Last year, I atteded a national AVID conference in Orlando, Florida. It featured two days of packed schedules of sessions, with only a few minutes separating each, much like a typical high school bell schedule. In one of the ballroom sessions, I had the immense privilege of listening to Dr. Freeman A. Hrabowski, III, President of the  University of Maryland, Baltimore County. His words reached to my core, often bringing me to the point of tears. The moment he finished, the facilitator took the microphone and informed us we had five minutes to get to our next session. I knew I would not go. I found the hotel coffee bar, sat at a table, opened my journal, and wrote for ninety minutes, pondering and savoring every thought, every impulse I had experienced during this President’s address, a sacred moment in my life. It was then that I came across this idea I am now publishing–schools do not allow time to compost, to process, to water the seeds of inspiration planted from some subject, some encounter. We are expected to close our notebooks and file into the next session. Rollo May published in his tribute to Paul Tillich his own personal habit of walking in the park after a meaningful lecture:

I had had brilliant professors or colorful ones or ones who cared about communicating knowledge or were profound in their reflection on the human predicament.  But I had never had one who brought all these things together. Three words summarize [Paul Tillich’s] lectures for me: universality, depth, and caring. . . . In my solitary walks in Riverside Park after his class to let the ideas sink in, I was filled with a profound seriousness and joy, not only about the truths I had heard but also about my own life and the decisions I had to make.

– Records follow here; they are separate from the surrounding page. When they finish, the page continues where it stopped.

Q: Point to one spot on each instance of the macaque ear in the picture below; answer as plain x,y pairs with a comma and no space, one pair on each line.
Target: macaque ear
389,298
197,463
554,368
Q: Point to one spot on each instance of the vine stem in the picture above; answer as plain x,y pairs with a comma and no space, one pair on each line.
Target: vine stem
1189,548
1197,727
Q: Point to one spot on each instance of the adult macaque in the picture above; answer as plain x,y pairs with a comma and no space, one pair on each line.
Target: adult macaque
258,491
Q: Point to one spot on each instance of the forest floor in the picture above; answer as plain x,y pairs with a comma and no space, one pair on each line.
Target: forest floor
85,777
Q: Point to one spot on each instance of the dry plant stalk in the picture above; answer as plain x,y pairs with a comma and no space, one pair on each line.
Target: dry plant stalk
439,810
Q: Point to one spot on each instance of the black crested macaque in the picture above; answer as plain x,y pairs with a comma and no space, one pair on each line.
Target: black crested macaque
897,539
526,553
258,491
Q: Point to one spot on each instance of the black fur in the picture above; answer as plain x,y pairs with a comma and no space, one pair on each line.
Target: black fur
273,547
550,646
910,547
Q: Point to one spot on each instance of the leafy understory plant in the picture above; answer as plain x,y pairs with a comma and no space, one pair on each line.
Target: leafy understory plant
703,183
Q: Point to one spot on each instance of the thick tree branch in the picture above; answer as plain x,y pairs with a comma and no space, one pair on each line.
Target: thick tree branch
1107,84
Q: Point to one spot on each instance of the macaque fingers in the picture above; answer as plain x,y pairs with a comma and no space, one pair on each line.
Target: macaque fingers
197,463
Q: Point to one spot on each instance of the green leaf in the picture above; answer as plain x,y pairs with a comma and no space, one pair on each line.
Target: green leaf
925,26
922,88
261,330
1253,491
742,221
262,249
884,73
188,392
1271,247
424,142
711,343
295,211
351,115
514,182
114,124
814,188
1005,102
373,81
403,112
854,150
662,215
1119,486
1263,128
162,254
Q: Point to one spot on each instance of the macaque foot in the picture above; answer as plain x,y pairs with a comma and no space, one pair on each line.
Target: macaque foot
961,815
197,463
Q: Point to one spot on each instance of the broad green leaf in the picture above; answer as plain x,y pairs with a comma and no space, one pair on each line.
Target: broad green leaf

Rollo May, Paulus: Reminiscences of a Friendship

I am now reading Philosophy journal responses with great delight, as high school students share with me their thanks for my providing them that occasional space to “soak” what they are learning, and to integrate it with other subjects, and most importantly their personal life goals and aspirations. I guess sometimes they do hear and feel what we have to say to them.

Thanks for reading.

I make art in order to remember.

I journal when I feel alone.

I blog to remind myself that I am not alone.